Não existe a menor necessidade de apresentar Fiódor Dostoiévski, um dos maiores escritores do século XIX. Também eu não conseguiria dizer muitas coisas além de platitudes, pois não conheço a fundo sua história e nem sua obra. Procurei algumas coisas a respeito do autor e, dos seus trabalhos, eu li O Idiota, Crime e Castigo e, mais recentemente, seu último romance Os Irmãos Karamázov, que terminei de ler há algumas semanas.
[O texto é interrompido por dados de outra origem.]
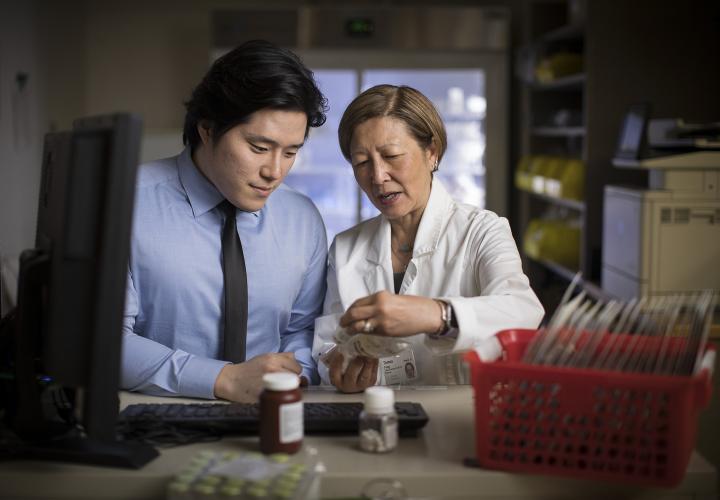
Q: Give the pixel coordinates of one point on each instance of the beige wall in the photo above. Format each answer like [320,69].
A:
[22,123]
[138,56]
Por um tempo, eu me digladiei com a ideia de fazer ou não um texto sobre esse livro. Falar de Dostoiévski não é uma tarefa fácil para um reles mortal como eu. Seus livros são bem complexos e eu não tenho muito background literário fora uma meia dúzia de clássicos que eu li. A narrativa do Dostoiévski é bem compreensível e seus temas são claro, ela só demanda muito de você porque ele é muito loquaz. Pelo amor de Deus, tem dois monólogos gigantescos no final do livro mostrando duas perspectivas diferentes sobre justiça! Por conta disso, não dá para resumir um livro do Dostoiévski num seleto número de temas, pois suas histórias tem tantos quanto linhas narrativas. Talvez até exista alguém capaz de tal ato, porém eu não me sinto apto para essa tarefa.
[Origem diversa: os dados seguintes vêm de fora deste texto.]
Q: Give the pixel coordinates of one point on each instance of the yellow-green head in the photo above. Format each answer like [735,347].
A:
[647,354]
Portanto, a minha escolha nesse texto é de fazer um corte específico de Os Irmãos Karamázov. “Eu não me rebelo contra Deus, só não aceito o seu mundo“. Essa frase é proferida por dois personagens, Ivan e Aliocha em momentos distintos e carrega um dos principais temas do romance. Mas vamos com calma porque estou me precipitando. Não dá para jogar nomes, ainda mais nomes russos que eu preciso consultar a internet toda hora, assim sem o devido contexto.
Os Irmãos Karamázov conta a história, bom, dos irmãos Karamázov. Na verdade a família Karamázov, pois o patriarca também tem um papel fundamental na trama. Mas quem são esses Karamázov? Ora, os russos! Ok, isso não faz o menor sentido para quem não leu o livro, apesar de ser uma descrição que eu julgo perfeita. Um dos principais traços do trabalho de Dostoiévski é como ele está sempre falando das transformações sociais, políticas e filosóficas na Rússia. Assim podemos associar cada integrante da família Karamázov a algum aspecto da sociedade russa da época.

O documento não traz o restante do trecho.